Chiang Rai, nicht zu verwechseln mit dem bekannteren Chiang Mai knapp 200 km südlich, ist Thailands nördlichste Grossstadt und wirkt auf den ersten Blick wie ein normales thailändisches Provinzkaff: Fussgänger retten sich zwischen knatternden Tuk Tuks und Motorrollern über die Strassen. Es gibt die üblichen Massagesalons und Bars, aber auf einer viel kleineren Skala als in den einschlägigen Thai-Touristenhochburgen, einen Nachtmarkt, Strassenküchen und an jeder Ecke einen 24 Stunden geöffneten Supermarkt von 7Eleven.
Und trotzdem leistet sich Chiang Rai ein paar Verrücktheiten, die unseren Besuch zu einem unvergesslichen Erlebnis machen, auch wenn sie neuesten Datums sind und so etwas wie ein buddhistisches Disneyland darstellen: Da ist erstens Wat Rong Khun, der so genannte Weisse Tempel. Es wurde vom berühmten Künstler Chalermchai Kositpipat entworfen und 1997 eröffnet. Die filigranen Bauwerke mit ihrer weissen Fassade, verziert mit Tausenden Glasscherben, gleissen in der Sonne und blenden ihre Besucher.

Foto: Artur K. Vogel
Die Architektur des Tempels mit seinen Pagodendächern ist traditionell. Hingegen ist er über und über mit symbolischen Elementen verziert, mit Hunderten Händen, die sich einem entgegenstrecken, mit überdimensionierten Elefantenzähnen, aber auch mit Figuren aus der Popkultur wie Michael Jackson oder Superman. Ich könnte hier tagelang herumstreifen und immer wieder Neues entdecken. Wie Antoni Gaudis Sagrada Familia in Barcelona ist auch Wat Rong Khun längst nicht fertig gebaut.

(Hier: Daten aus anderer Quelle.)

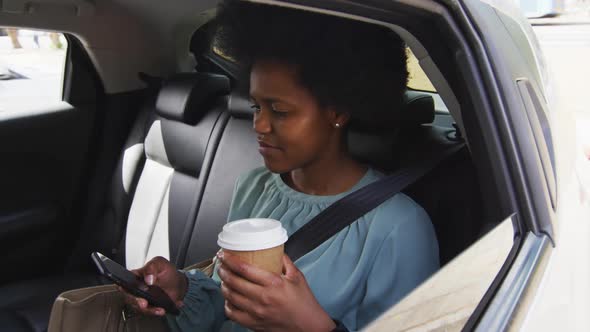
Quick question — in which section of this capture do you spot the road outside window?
[0,27,68,112]
[407,48,436,92]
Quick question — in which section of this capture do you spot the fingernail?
[145,274,154,286]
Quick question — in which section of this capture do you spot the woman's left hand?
[218,252,336,331]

Ebenso psychedelisch wie der Weisse präsentiert sich der Blaue Tempel, Wat Rong Seur Ten. Er wurde ab 2005 an der Stelle eines verfallenen alten Tempels gebaut. Der Entwurf stammt vom Künstler Phuttha Kabkaew, der zuvor mit seinem Meister Chalermchai Kositpipat am Weissen Tempel mitgearbeitet hatte. Auch der Blaue Tempel ist überschwänglich mit prachtvollen Ornamenten und Statuen bestückt.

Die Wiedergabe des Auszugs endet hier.